European Corpus Initiative. PI: Henry S. Thompson. RA: David McKelvie. Funding: (1) EC NERC (2) EC ELSNET and (3) HCRC core funding
The aim was to produce a reasonably large text corpus of the major European languages for the linguistic research community. It is generally agreed that there are not enough corpora in languages other than English. A number of corpus projects are currently under way, and we believed it would be useful to collect a sample of this data and make it available in a standardised form, as a basis for evaluation and shared results. The original call for contributions describes the ECI as follows:
``The European Corpus Initiative was founded to oversee the acquisition and preparation of a large multi-lingual corpus to be made available in digital form for scientific research at cost and without royalties. We believe that widespread easy access to such material would be a great stimulus to scientific research and technology development as regards language and language technology. . . . No amount of abstract argument as to the value of corpus material is as powerful as the experience of actually having access to some in one's laboratory.''
In reply to this call, many colleagues spontaneously offered their data and/or supplied the contacts to negotiate redistribution rights for the ECI. In many cases we actively sought out data providers especially for the under-represented languages and for larger parallel collections.

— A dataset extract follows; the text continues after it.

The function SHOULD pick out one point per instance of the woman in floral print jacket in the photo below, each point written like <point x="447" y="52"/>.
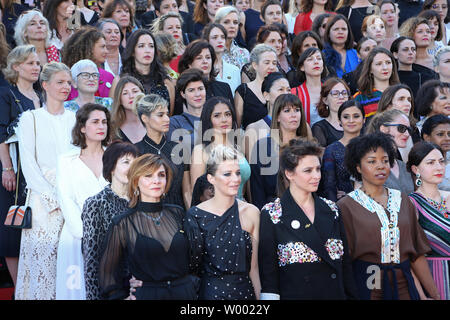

The majority of the work of collecting materials and permissions and converting them into a consistent format has been done at the HCRC in Edinburgh and at ISSCO, University of Geneva, under the overall supervision of Henry S. Thompson and Susan Armstrong, respectively.
The ECI/MCI corpus has now been published on CD-ROM, and contains almost 100 million words in 27 (mainly European) languages. It consists of 48 opportunistically collected component corpora marked up in SGML (to varying levels of detail), with easy access to the source text without markup. 12 of the component corpora are multilingual parallel corpora with from two to nine sub-corpora.